Madore’s Rey has powerful scenes with the bearded Victor (the excellent Calvin Griffin, one of four members of FGO’s Young Artists Program cast in principal roles), a Castro figure in combat fatigues who does everything he can to break the dissident writer. During an interrogation he burns one of Rey’s manuscripts in a garbage can and has him thrown into prison, where he is put in solitary confinement, not for his defiance as an artist but because homosexuality is condemned by the revolution. As part of Victor’s vendetta against Rey, he turns fellow writers against him, such as his onetime mentor Ovidio (Dinyar Vania), likely modeled on poet Heberto Padilla, who was forced to make a public confession of crimes against the state and accused other writers of harboring similar ideas.
Arenas’ memoir is sexually graphic. He claimed to have had more than 5,000 sexual encounters, mostly pickups in places like the baths and beach changing rooms – but the opera doesn’t go there under director David Gately.
Men kissing is more or less suggested rather than actually seen. For sex, the staging features Yanis Pikieris’ choreography in a couple of mildly homoerotic dances for six men, dreamy gay idylls in the countryside and on a beach. Both scenes are violently broken up, one by Rey’s bitter, broom-wielding aunts, the other by cops with billy clubs.
Florida Grand Opera purchased the Fort Worth Opera production of Before Night Falls and has kept it much the same, with a simple set design by Riccardo Hernandez, lighting by Harry Frehner, projections by Peter Nigrini, and costumes by Claudia Stephens. Sung in English, it has supertitles in both English and Spanish. It’s terrific to see such a provocative, beautifully crafted work get new life when so many others make splashy debuts and then vanish. Kudos to FGO for reviving it as part of its “Made for Miami” series, which included Mieczyslaw Weinberg’s The Passenger in 2016 and will present Daniel Catan’s Florencia en el Amazonas next season.
As ground zero for the Cuban diaspora and home to a large gay community, Miami is certainly fertile ground for Martín’s opera, though the house was not full on opening night.
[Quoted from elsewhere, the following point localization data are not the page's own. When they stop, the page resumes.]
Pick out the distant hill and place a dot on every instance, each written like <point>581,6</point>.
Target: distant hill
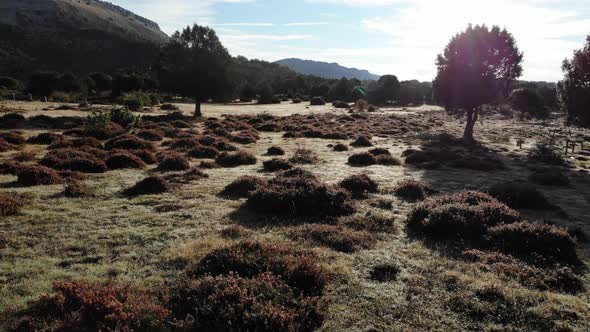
<point>73,35</point>
<point>326,70</point>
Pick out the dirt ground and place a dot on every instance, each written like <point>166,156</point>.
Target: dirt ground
<point>113,237</point>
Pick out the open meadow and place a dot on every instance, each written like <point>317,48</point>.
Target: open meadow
<point>311,217</point>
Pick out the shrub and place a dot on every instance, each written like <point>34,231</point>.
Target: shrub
<point>168,107</point>
<point>340,147</point>
<point>13,137</point>
<point>520,196</point>
<point>462,217</point>
<point>37,176</point>
<point>173,162</point>
<point>202,151</point>
<point>93,306</point>
<point>234,159</point>
<point>304,156</point>
<point>276,164</point>
<point>339,238</point>
<point>10,204</point>
<point>547,154</point>
<point>46,139</point>
<point>362,141</point>
<point>243,186</point>
<point>412,190</point>
<point>299,193</point>
<point>550,177</point>
<point>123,117</point>
<point>128,142</point>
<point>317,101</point>
<point>248,259</point>
<point>385,272</point>
<point>152,185</point>
<point>527,240</point>
<point>124,160</point>
<point>362,159</point>
<point>275,151</point>
<point>388,160</point>
<point>85,161</point>
<point>229,303</point>
<point>359,185</point>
It must be noted that Arenas, who lived in Miami for a while, was not a fan of the city, which he described in his memoir as “a caricature of Cuba, the worst of Cuba,” adding that he “hated the flatness of the scenery, which could not compare with the beauty of an island; it was like the ghost of our Island, a barren and pestiferous peninsula, trying to become, for a million exiles, the dream of a tropical island.”
Before Night Falls continues with performances March 24 and 25.
John Fleming writes for Musical America, Opera News and other publications. For 22 years, he covered the Florida music scene as performing arts critic with the Tampa Bay Times.